MC sampling generates multiple candidate docking poses based on energy function E (see Supplementary Information Section 2). However, the best pose may not necessarily be at the top of the list, necessitating an additional model to further re-rank the docking poses to enhance docking success rate. In this work, we employ a FFN on the virtual node feature v to predict p, which indicates whether the input binding pose is correct. This is determined by calculating if RMSD is less than 2 Å between the docking pose and the crystal pose. The training objective is a binary loss function.

Affinity module

Docking algorithms typically employ energy functions to determine the affinity value of a ligand^13,17,38. These energy functions are generally composed of linear combinations, with the weights of these combinations optimized to minimize the energy of crystal structures rather than directly modeling the experimental affinity values.
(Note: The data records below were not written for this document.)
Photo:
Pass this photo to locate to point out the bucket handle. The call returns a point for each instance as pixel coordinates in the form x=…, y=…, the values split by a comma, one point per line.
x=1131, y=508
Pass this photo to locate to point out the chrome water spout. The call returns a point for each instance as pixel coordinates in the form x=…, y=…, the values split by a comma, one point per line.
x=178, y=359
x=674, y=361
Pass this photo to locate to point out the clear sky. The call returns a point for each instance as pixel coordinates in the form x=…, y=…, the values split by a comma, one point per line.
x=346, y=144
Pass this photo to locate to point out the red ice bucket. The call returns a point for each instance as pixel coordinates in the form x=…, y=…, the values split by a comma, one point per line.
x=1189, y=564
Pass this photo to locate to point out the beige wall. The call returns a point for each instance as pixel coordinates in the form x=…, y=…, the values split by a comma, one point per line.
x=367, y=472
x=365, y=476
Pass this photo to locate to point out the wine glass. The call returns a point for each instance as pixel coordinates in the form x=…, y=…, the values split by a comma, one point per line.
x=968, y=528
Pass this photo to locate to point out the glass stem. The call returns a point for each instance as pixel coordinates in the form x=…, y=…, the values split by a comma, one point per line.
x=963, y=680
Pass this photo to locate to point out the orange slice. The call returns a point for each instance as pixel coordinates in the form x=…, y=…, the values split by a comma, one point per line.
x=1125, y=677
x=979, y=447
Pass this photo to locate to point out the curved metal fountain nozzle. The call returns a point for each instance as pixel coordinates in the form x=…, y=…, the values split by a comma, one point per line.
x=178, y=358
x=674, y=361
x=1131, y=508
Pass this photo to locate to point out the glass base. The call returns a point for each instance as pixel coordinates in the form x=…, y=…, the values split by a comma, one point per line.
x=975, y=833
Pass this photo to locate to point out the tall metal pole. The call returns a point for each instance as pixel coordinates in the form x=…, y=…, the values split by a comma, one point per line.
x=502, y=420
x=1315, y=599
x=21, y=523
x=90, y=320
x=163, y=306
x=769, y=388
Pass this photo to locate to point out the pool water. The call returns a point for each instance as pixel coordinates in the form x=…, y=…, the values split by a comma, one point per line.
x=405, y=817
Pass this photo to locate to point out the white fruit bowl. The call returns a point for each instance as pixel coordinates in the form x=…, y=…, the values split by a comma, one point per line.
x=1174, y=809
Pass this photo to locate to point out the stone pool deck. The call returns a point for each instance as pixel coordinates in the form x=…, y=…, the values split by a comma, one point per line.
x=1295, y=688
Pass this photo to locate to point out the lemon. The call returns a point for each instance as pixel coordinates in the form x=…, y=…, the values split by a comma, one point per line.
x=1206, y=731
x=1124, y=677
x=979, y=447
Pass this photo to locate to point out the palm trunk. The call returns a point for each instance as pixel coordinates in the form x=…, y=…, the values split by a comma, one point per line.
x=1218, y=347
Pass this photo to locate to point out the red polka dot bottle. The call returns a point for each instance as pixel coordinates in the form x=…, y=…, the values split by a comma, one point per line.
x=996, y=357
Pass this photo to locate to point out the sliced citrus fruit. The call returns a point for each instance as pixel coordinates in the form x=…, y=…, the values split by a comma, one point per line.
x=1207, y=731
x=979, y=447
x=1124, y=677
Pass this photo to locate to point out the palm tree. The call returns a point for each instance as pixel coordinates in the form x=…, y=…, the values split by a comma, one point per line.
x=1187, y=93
This practice could result in generating accurate docking poses, but it often falls short in effectively ranking the affinity of the ligands. To address this challenge, we employ a FFN on the virtual node feature v to predict the experimental affinity value y. Affinity units used are IC50, Kd, and Ki, which are normalized by taking the negative logarithm, with higher values indicating stronger affinities. The training objective is a contrastive pseudo-Huber loss function, which ensures the model predicts a lower value for a poor pose and a higher value for a good pose. The primary difference between these two poses lies in their interactions. This strategy aids the model in learning essential interactions rather than artificial features, which we refer to as pose-sensitivity as follows:

$${{{{\mathcal{L}}}}}_{{{{\rm{affinity}}}}}(p,y,\widehat{y})={\sigma }^{2}(\sqrt{1+{\frac{s}{\sigma }}^{2}}-1)$$

(14)

$$s=\left\{\begin{array}{ll}\widehat{y}-y\quad &p=1\\ \widehat{y}-y\quad &p=0,\widehat{y}\, > \, y\\ 0\quad &p=0,\widehat{y}\, < \, y\end{array}\right.$$

(15)

where $\widehat{y}$ is the predicted affinity value, we select Huber loss hyperparameter σ as 4.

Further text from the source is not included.